Topics planned for the evening included sourcing chicks, early chick care, nutrition basics, keeping your flock healthy and bird housing. Glazier opened her presentation by sharing the pros and cons of backyard production. She said the pros of backyard production are “low capital investment, the option to start small, children and family members can be involved, supplemental income, and the project has a quick turn around.”

The cons, Glazier said, are “risk of predators, adverse weather, daily labor, processing facilities are hard to find, and it can be cheaper to purchase eggs in the store.”

With all of the pros and cons set aside, if you are ready to source your chicks, Glazier said to look for disease-free and inspected birds.
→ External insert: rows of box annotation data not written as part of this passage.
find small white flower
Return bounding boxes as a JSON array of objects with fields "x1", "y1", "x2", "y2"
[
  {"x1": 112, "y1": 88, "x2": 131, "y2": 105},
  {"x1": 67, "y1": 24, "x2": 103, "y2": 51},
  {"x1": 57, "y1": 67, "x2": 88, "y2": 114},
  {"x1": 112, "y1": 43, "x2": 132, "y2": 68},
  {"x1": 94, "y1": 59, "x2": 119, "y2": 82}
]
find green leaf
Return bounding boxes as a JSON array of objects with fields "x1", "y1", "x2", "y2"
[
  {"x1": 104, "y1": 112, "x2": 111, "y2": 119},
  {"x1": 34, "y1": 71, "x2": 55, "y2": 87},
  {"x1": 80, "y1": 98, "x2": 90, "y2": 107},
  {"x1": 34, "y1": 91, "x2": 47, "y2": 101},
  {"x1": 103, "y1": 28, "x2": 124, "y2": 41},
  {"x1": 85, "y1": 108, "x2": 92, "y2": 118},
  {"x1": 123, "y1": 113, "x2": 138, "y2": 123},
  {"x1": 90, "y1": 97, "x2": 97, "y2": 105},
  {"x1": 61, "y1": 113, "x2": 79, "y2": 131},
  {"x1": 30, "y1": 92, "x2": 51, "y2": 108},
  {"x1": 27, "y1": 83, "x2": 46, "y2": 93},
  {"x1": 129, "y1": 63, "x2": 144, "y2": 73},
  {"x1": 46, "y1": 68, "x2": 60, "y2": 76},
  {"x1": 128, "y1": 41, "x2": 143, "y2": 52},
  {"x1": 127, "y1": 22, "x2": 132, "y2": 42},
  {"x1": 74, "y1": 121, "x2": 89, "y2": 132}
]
“It is ideal to get them vaccinated when purchased because a lot of old diseases are making their faces shown because there are so many backyarders that don’t have their birds vaccinated and they are exposed to wild birds,” she said. Another option to source is hatching your own using an incubator and fertilized eggs.

“There are all scales of production. The basics that all animals need are water, food and shelter,” Glazier explained. “Water really is the most important nutrient. Think: ‘would you drink that water before you give it to your chickens?’”

Outside of feed and water, shelter is another important component when raising backyard poultry. Brooders or dry bedding and a box or plastic tote with a heat lamp are good options to keep the birds warm and safe. Once the birds are older they can be moved into a space that is draft-free but well ventilated and bedded with dry bedding. The birds need a place to roost, nesting boxes should be provided, and the space needs to be secure and safe from predators.

“Chickens need a safe place, make sure their house is enclosed at night,” Glazier said. “Consider using a Nite Guard machine to protect the birds, and guard animals such as dogs or geese work too.”

Bio-security was another major topic addressed during the evening. Sick birds, rodents, stray animals, waterfowl, vehicles, contaminated feed bags, egg cartons, and humans are some of the many ways to contaminate an operation.

To protect your backyard flock Glazier said “wash your hands, keep waterers and feeders clean, keep wild animals out, keep your boots clean, and don’t mix old and new birds.”

Lastly, Glazier gave a few other tips for raising backyard poultry including the prevention of cannibalism in small flocks.

“To avoid conditions that encourage cannibalism, do not introduce new birds and upset the social order, avoid stress, avoid overcrowding birds in pens, and beak trimming is effective,” she said.

Alicia Keller is a freelance writer in western New York.